Same here but there are those that can't.


----------



## farmrbrown (Jun 25, 2012)

mreynolds said:


> Then why the concern is they are going back anyway? In the meantime they can stay busy, save the state some money and be too tired to get into fights.
> 
> But I have known a few ex cons that didn't go back and did just fine in those trades. Most of these trades I mentioned are learn on the job anyway. Sure you can go to school for them but most don't. Then there is the shortage of them now so there is that too.
> 
> ...


I sincerely hope he told them what they deserved to hear for an answer. 


Yvonne's hubby said:


> I know it happens, but it blows my mind how any adult in this country got through elementary school without learning to read!


It's hard for me to understand to, but I can. It happens for a variety of reasons, if not emotional, I think one of the primary physical reasons is dyslexia or vision problems. My mom taught special ed most of her life and I saw these difficulties firsthand. If they don't get a very special teacher at certain critical moments, their future is pretty much sealed. For the few years they DO stay in school, being humiliated and called dummies, they are just passed on like day old bread.
Most of them like Reynold's friend are far from stupid have their own special talents, along with their own special handicaps.
One of the finest manual machinists I ever knew probably didn't go past the 3rd grade. He couldn't read (it took a while before you realized it), could barely write (looked like a little kid's scrawl) but could make parts so intricate you would swear they had to be done on a CNC.
He was surly, socially crude most of his friends were fellow bikers and drunks, but deep down he had a heart of gold if you ever got to know him. I don't know much about his childhood, but I imagine it was rough. It wasn't ever a topic of conversation, if ya know what I mean. He made good money, spent it on beer, Harley's and women, but paid his own way and too proud to take charity. If you wanted to help him, you had to make it look like HE was doing YOU a favor.


----------



## mreynolds (Jan 1, 2015)

farmrbrown said:


> I sincerely hope he told them what they deserved to hear for an answer.
> 
> 
> It's hard for me to understand to, but I can. It happens for a variety of reasons, if not emotional, I think one of the primary physical reasons is dyslexia or vision problems. My mom taught special ed most of her life and I saw these difficulties firsthand. If they don't get a very special teacher at certain critical moments, their future is pretty much sealed. For the few years they DO stay in school, being humiliated and called dummies, they are just passed on like day old bread.
> ...


He did for sure tell them exactly what they needed to hear. He was certified in several areas. I asked him how that was possible and he said they read him the tests. He answered them. 

This guy is dyslexic. But he is as good as Rain Man with numbers. Never seen anyone spit out formulas and figures like he does. He's not dumb by any means. I tried to help him learn to read but it's above my pay grade.
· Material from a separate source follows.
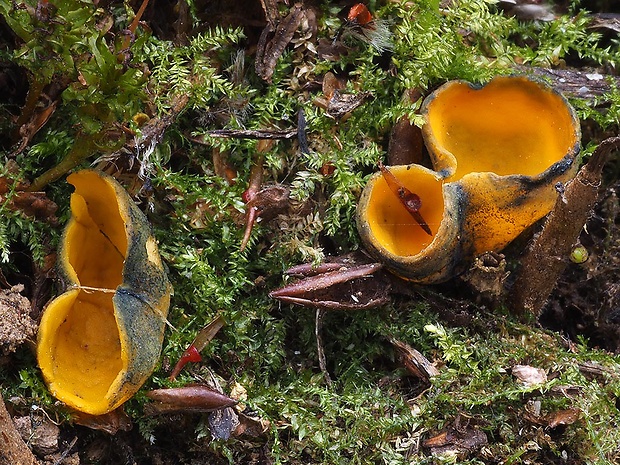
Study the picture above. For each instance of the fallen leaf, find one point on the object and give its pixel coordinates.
(528, 375)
Takes a special person to work with kids like this.


----------



## Oregon1986 (Apr 25, 2017)

haypoint said:


> In most Michigan prisons, the kitchen work is done by inmates, supervised by Guards, but directed by Food Stewards. Often these Stewards were cooks in the military or commercial kitchens. Needless to say their creative interests were stifled. At one prison, there was a small garden area near the kitchen's loading docks. It became a herb garden. All summer they had access to fresh herbs. Really made an improvement in the food and offered marketable culinary skills to the convicts.
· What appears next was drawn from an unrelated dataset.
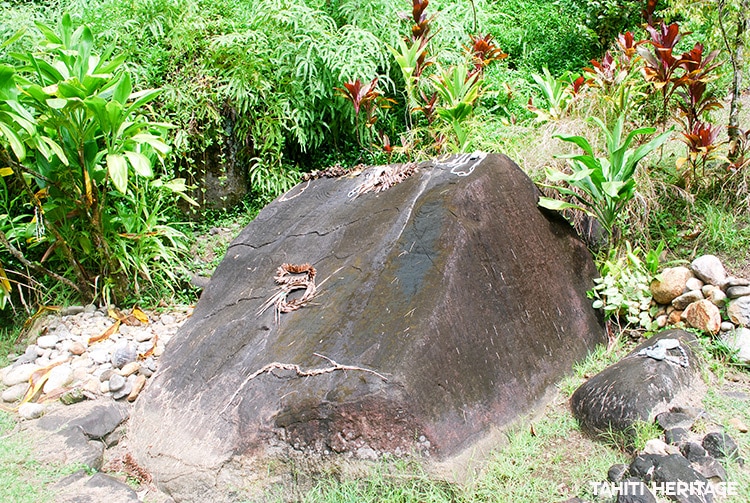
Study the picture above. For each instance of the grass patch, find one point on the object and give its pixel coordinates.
(22, 478)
See I think that is great. If we don't try to "rehabilitate" these convicts and teach them life skills or a better way of life,they are going to get out and go back to what they know. Not many know but I have a brother who has been in and out of prison all of his adult life. Every time he gets out,he goes right back in. He never learns his lesson. I often wonder if he keeps doing that because he knows nothing else and maybe prison is where he feels most comfortable. I don't really know because i've chosen to distance myself,i'm the black sheep of the family.


----------



## farmrbrown (Jun 25, 2012)

mreynolds said:


> He did for sure tell them exactly what they needed to hear. He was certified in several areas. I asked him how that was possible and he said they read him the tests. He answered them.
> 
> This guy is dyslexic. But he is as good as Rain Man with numbers. Never seen anyone spit out formulas and figures like he does. He's not dumb by any means. I tried to help him learn to read but it's above my pay grade. Takes a special person to work with kids like this.


Fabulous!
He had an opportunity that rarely comes by more than once or twice in a lifetime, lol.
And you're right, it takes a special person to teach those kids. I think dyslexia runs in my wife's family, she and her sister were always called lazy and stupid and that emotional wall makes learning a harder obstacle.


----------



## farmrbrown (Jun 25, 2012)

Oregon1986 said:


> See I think that is great. If we don't try to "rehabilitate" these convicts and teach them life skills or a better way of life,they are going to get out and go back to what they know. Not many know but I have a brother who has been in and out of prison all of his adult life. Every time he gets out,he goes right back in. He never learns his lesson. I often wonder if he keeps doing that because he knows nothing else and maybe prison is where he feels most comfortable. I don't really know because i've chosen to distance myself,i'm the black sheep of the family.


Yes it is.
Nickel psychologist here, lol, but some get institutionalized. IOW, that the life they know and are comfortable with, it's "normal" to them. People on the outside don't understand because they've only seen their world and there are other worlds all around us that people live in and find "normal".


----------



## Oregon1986 (Apr 25, 2017)

farmrbrown said:


> Yes it is.
> Nickel psychologist here, lol, but some get institutionalized. IOW, that the life they know and are comfortable with, it's "normal" to them. People on the outside don't understand because they've only seen their world and there are other worlds all around us that people live in and find "normal".


It makes sense


----------



## emdeengee (Apr 20, 2010)

Yvonne's hubby said:


> We waste very little food at our house. A little planning goes a long way in that regard.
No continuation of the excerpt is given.